The current UK Government's ten-year strategy for drug misuse, "Tackling Drugs to Build a Better Britain," states one of its key objectives as increasing participation of problem drug misusers, including prisoners, in drug treatment programmes which have a positive impact on health and crime.
The link between criminal activity and drug use is well documented, as is the fact that cannabis use can exacerbate underlying predispositions to psychosis and schizophrenia. It is for the above reasons that I find the recent call by Dr M Y Bacchus for the decriminalization of the use of cannabis highly inopportune and reckless. A significant number of people engage in criminal activities to sustain their involvement in illegal drug use. The casual reader of the crime supplements of our major newspapers will deduce that we are currently faced with very daunting criminal justice challenges.
Decrim-inalizing cannabis would only compound these problems.
Professionals within the criminal justice system acknowledge the cyclical process many drug users encounter by engaging in crime to fund their drug use, going to prison, being released and committing crime again. The reduction of some crime has been long established to have a link to the reduction in drug use.
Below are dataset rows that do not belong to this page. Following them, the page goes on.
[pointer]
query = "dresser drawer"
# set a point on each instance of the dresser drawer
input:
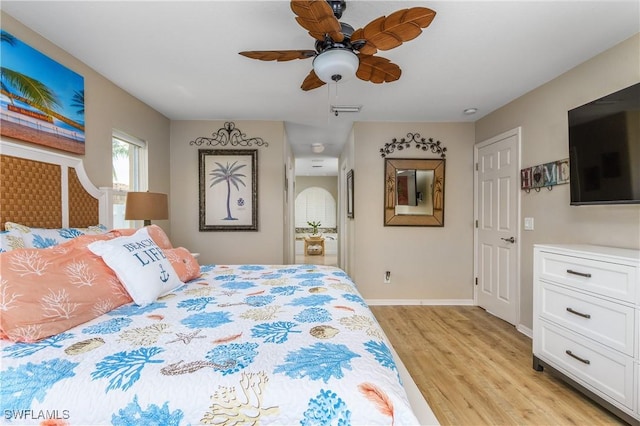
(609, 323)
(604, 371)
(604, 278)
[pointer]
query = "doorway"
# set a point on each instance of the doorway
(316, 201)
(497, 214)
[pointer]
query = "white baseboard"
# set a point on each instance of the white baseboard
(424, 302)
(525, 330)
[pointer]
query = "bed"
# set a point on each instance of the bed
(234, 344)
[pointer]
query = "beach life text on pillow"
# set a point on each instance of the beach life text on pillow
(140, 264)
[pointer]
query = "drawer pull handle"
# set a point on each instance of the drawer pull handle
(582, 360)
(580, 314)
(581, 274)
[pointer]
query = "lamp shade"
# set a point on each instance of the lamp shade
(146, 206)
(336, 65)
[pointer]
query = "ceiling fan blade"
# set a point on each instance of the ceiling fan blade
(279, 55)
(316, 16)
(377, 69)
(385, 33)
(312, 81)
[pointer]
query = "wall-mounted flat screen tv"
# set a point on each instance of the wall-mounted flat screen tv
(604, 149)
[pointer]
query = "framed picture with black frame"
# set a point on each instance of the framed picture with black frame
(228, 190)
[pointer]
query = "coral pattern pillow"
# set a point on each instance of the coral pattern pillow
(140, 264)
(185, 265)
(43, 237)
(48, 291)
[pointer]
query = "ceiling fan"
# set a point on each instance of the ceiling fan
(340, 51)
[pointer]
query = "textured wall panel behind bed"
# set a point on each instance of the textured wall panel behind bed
(30, 192)
(84, 210)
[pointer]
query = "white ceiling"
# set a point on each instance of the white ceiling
(181, 58)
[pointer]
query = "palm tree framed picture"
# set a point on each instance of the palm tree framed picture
(42, 101)
(228, 189)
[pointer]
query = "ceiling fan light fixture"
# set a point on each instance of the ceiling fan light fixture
(334, 65)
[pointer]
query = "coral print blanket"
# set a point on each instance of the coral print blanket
(241, 344)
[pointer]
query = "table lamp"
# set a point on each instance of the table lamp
(146, 206)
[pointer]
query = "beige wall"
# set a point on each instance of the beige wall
(330, 183)
(426, 263)
(542, 114)
(108, 107)
(263, 246)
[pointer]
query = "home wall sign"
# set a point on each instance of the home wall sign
(229, 135)
(544, 175)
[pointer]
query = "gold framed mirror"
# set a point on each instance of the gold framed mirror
(414, 192)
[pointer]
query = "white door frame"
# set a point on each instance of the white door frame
(517, 132)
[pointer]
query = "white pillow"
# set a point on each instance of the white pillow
(140, 265)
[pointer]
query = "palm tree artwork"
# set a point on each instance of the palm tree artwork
(42, 100)
(14, 84)
(228, 174)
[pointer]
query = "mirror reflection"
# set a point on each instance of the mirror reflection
(414, 192)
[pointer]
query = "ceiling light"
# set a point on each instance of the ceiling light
(334, 65)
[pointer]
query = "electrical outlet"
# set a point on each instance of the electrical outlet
(528, 224)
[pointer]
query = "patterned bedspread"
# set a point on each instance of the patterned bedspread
(243, 344)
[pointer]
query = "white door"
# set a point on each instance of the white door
(497, 217)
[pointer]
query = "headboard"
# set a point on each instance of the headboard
(45, 189)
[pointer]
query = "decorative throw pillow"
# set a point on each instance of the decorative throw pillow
(155, 232)
(10, 240)
(48, 291)
(43, 237)
(141, 266)
(185, 265)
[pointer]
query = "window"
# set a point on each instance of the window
(129, 159)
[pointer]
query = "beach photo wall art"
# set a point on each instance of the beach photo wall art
(41, 101)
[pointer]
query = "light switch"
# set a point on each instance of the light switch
(528, 224)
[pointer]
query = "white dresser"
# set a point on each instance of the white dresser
(586, 321)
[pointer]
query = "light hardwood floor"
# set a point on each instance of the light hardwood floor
(475, 369)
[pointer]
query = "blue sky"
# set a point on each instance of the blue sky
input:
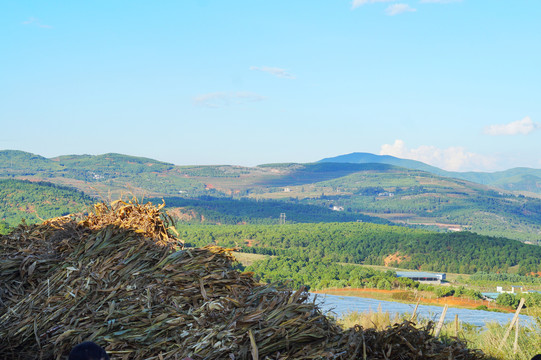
(456, 84)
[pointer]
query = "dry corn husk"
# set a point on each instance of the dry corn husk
(120, 278)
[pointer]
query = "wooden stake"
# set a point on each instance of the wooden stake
(440, 323)
(515, 318)
(515, 345)
(414, 315)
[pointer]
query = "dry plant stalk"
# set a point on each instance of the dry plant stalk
(119, 277)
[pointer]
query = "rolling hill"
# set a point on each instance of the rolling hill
(36, 201)
(342, 190)
(516, 179)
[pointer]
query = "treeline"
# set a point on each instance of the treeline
(532, 299)
(461, 252)
(323, 274)
(483, 277)
(229, 211)
(36, 201)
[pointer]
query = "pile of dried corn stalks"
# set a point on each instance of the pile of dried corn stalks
(120, 278)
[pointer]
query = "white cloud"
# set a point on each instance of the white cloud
(274, 71)
(452, 159)
(223, 99)
(357, 3)
(396, 9)
(34, 21)
(524, 127)
(439, 1)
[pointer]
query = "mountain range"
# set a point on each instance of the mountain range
(516, 179)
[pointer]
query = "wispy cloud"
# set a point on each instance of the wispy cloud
(282, 73)
(223, 99)
(356, 3)
(35, 22)
(396, 9)
(452, 158)
(439, 1)
(524, 127)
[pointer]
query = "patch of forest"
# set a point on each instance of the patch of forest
(36, 201)
(459, 252)
(230, 211)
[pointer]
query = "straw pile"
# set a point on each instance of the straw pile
(119, 277)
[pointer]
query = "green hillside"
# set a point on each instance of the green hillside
(516, 179)
(364, 243)
(35, 202)
(342, 191)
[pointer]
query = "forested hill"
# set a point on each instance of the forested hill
(461, 252)
(354, 191)
(211, 210)
(35, 202)
(516, 179)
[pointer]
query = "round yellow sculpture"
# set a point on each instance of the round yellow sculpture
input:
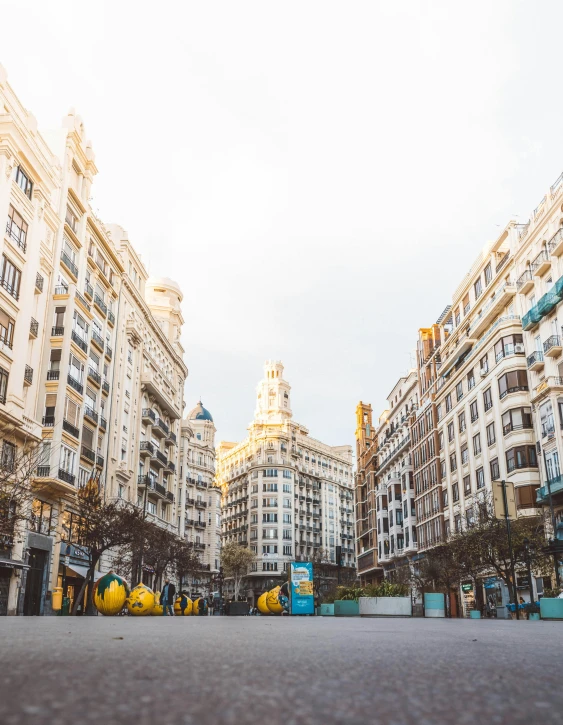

This has provided a rationale for targeting treatment at offenders. In the long-term, investing in treatment programmes will not only decrease the current burgeoning Guyanese prison population, in terms paving the way for the greater use non-custodial disposals but it would drastically reduce crime and create fewer demands on health services and police resources.
The criminal justice system may well be ideally placed to target interventions because of the growing number of problem drug users that exist within it. In Britain, there are today, multiple pathways into drug treatment within the criminal justice system and people can be targeted at various points: arrest, sentencing, prison or community (depending on the punishment given) and also Post-release. These projects range from Arrest Referral Schemes to Drug Treatment and Testing Orders and they should be considered by the authorities in Guyana as they put the emphasis on treatment and seek to avoid incarceration.
My position on chronic, acute or mild drug use is not decriminalization but punishment, and treatment within a non-custodial framework. Guyana, as a poor developing country has to seek ways to reduce its prison population, thereby striking a critical balance between the growing economic costs of imprisonment and the maintenance of quantum proportionality of punishment. Petty drug offenders who pose no serious threat to the community should not take up space in our already over-crowded prisons.
Our prisons must continue to be the warehouses for the most dangerous offenders in Guyana. The British drug rehabilitation model is highly commendable, Guyanese criminal justice policy makers can incorporate aspects of this model into our drug policy.